Las Vegas Sun

March 19, 2024

Goodman pleased about Obama’s Las Vegas comments

Las Vegas mayor says he doesn’t regret not attending presidential functions

Las Vegas Mayor Oscar Goodman said Friday he thinks President Obama's positive statements today about Las Vegas indicate the president has learned not to put the city in a negative light in the future.

And the mayor, who decided to send a message to Obama by not attending his public functions Thursday and today, said he was pleased by the outcome and had no regrets.

"I felt like the Lone Ranger on many occasions out there the last two or three days, but I woke up this morning with a smile on my face and I liked what I saw," Goodman told reporters during a late afternoon news conference outside the Grant Sawyer State Office Building.

Although Goodman declined to attend Obama's town hall meeting at Green Valley High School today and his speech at CityCenter's Aria Hotel & Casino to business leaders, the mayor said he heard Obama had said good things about the city.

On Friday, Obama told about 650 business leaders from the Las Vegas Chamber of Commerce and the Las Vegas Convention and Visitors Authority, "Let me set the record straight: I love Vegas."

The statement drew a standing ovation.

He added: "I enjoy myself every time I've had an opportunity to visit."

His statement fell short of the full apology Goodman had been demanding the president make following Obama's Feb. 2 remark to a New Hampshire audience: "You don't blow a bunch of cash on Vegas when you're trying to save for college."

Goodman indicated the president's remarks today satisfied him.

"It's presumptuous of me to ask the president of the United States to say I'm sorry. That wasn't the objective of what I was trying to accomplish," the mayor said. "I was trying to get him to straighten the record out, to assure us in future days that there won't be comments which specifically reference Las Vegas in a light which may not be in our best interests.

"I hope that that lesson has been learned. That was the purpose of the statements that I had made," Goodman said.

The mayor pointed out that an almost identical situation occurred last year, when on Feb. 9, 2009, at a town hall meeting in Elkhart, Ind., Obama said executives of failing financial institutions should use federal bailout money responsibly and that “you can’t go take a trip to Las Vegas or go down to the Super Bowl on the taxpayer’s dime.”

"Last year about this time, the same thing happened. He had made some comments about Las Vegas and then he came here (in May) and said nice things about Las Vegas, Goodman said. "A year later, he says things about Las Vegas we believe that that hurt us and was deleterious to our best interests and he once again says nice things about Las Vegas."

Goodman said he hoped that was the end of Obama casting Las Vegas in a negative light.

"That's the whole lesson to be learned," Goodman said. "I thought last year he learned. That's why I called him a slow learner this year. Next year, I hope we never even have to get there."

Goodman toned down his rhetoric from earlier this month, when he said that the president wasn't welcome and he would give him "the boot."

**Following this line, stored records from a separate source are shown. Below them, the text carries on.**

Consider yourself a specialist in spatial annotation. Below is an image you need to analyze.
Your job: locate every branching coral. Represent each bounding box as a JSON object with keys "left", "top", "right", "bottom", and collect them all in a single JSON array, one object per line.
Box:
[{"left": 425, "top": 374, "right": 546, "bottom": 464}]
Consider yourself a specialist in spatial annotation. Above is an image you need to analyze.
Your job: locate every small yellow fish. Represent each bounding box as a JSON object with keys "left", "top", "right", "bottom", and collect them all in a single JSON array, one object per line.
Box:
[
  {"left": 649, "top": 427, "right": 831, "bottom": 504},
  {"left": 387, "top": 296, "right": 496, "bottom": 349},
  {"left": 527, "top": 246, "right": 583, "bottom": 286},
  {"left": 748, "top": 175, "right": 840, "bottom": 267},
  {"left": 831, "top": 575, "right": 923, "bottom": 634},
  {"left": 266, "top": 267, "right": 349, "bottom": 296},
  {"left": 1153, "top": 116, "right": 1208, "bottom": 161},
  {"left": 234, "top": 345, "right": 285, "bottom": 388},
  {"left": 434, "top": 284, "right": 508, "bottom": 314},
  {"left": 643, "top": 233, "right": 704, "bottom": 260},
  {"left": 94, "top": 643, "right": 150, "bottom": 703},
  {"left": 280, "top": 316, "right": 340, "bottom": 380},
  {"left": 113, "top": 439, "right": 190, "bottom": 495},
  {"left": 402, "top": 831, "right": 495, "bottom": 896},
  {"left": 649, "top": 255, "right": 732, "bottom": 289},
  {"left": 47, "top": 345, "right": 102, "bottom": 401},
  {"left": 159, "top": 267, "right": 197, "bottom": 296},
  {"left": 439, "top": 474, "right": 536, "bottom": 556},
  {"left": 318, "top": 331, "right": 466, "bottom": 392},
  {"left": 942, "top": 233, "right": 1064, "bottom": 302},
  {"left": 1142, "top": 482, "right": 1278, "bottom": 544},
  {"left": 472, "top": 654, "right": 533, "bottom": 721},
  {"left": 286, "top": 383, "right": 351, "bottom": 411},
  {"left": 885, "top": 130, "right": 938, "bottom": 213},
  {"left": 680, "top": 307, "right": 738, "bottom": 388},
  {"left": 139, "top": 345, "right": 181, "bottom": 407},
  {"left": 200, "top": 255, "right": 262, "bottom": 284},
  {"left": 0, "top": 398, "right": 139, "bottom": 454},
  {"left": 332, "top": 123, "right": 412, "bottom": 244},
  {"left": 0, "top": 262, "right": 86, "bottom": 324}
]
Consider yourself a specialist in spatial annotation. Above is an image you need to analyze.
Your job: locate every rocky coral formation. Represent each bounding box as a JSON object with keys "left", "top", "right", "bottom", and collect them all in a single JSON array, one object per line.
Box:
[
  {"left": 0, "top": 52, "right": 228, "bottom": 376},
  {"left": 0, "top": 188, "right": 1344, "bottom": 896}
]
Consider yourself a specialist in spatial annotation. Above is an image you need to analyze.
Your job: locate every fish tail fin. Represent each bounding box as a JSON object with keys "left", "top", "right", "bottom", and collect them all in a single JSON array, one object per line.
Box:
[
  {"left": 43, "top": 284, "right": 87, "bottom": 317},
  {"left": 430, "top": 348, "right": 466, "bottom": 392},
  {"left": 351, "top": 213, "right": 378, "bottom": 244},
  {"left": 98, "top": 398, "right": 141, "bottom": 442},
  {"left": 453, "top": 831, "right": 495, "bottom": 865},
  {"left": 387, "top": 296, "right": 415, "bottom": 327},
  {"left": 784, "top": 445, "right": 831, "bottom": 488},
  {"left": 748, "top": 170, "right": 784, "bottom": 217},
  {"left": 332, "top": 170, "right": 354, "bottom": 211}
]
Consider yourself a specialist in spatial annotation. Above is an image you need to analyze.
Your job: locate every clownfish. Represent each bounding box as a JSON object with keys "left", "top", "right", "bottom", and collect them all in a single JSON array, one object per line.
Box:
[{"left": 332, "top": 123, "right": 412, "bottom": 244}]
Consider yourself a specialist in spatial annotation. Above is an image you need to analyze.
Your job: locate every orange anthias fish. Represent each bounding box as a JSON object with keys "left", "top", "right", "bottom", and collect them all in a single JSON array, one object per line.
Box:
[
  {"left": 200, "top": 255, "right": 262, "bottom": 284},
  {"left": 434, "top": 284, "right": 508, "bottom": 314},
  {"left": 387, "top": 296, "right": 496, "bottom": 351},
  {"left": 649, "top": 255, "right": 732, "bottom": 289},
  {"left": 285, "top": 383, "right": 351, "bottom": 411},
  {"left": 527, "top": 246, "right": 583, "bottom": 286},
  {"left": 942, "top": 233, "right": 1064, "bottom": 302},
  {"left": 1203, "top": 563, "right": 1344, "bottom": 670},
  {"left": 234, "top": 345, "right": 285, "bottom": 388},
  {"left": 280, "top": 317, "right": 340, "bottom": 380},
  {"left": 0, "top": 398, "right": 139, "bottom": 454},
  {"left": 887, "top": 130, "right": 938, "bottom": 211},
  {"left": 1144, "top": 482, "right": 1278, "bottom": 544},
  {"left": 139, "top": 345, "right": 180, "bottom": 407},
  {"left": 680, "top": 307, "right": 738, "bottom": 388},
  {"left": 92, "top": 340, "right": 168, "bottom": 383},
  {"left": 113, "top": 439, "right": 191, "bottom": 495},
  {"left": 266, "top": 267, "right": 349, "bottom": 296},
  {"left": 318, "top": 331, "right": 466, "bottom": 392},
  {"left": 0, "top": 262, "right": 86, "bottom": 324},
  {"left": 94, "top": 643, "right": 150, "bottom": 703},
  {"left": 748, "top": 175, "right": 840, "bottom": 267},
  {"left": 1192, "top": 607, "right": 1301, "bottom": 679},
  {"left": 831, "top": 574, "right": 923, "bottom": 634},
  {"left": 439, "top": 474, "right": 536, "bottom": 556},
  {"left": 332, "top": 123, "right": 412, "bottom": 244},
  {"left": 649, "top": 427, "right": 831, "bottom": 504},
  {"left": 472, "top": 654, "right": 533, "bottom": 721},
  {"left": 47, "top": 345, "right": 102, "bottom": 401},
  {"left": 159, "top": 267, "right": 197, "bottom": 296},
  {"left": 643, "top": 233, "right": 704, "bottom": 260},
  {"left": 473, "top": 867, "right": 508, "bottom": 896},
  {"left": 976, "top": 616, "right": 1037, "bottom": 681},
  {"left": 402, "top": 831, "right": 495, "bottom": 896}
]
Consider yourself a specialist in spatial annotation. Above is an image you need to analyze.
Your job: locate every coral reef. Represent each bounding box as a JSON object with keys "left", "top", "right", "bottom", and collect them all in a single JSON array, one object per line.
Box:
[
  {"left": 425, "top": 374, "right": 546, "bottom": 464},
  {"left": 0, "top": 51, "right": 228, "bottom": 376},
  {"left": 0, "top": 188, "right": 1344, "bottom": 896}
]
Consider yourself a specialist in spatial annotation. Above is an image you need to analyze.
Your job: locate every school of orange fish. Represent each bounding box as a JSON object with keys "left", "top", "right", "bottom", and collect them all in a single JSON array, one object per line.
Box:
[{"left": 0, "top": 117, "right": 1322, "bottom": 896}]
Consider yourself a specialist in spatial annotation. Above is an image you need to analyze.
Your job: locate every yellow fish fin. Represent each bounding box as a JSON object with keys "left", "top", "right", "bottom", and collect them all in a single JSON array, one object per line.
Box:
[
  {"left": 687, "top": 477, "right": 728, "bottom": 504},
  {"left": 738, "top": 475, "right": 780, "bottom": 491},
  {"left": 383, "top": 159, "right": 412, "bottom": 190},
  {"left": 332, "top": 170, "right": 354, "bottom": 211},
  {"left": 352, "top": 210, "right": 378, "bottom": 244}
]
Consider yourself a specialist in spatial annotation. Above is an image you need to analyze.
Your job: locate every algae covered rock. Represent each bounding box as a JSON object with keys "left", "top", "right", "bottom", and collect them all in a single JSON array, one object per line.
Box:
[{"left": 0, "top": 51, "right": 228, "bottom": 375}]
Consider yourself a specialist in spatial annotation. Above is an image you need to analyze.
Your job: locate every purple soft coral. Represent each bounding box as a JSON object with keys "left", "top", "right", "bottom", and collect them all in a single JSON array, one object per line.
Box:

"He's always been welcome here, but welcome here under certain circumstances. And perhaps he met those circumstances today," Goodman said.

Does he regret not having a chance to talk to Obama personally?

"No. I know the president. I've talked to him personally before he was the president and I've talked to him while he was the president ... If he won't say anything bad about Las Vegas in the future and he said good things about Las Vegas in the present, that's all that I could ask for."

The mayor said that would be the end of him trying to get a formal apology from the president.

"Hopefully, it's behind us," he said. "If there aren't any incidents that raise my ire, I would love to buy him a drink this time."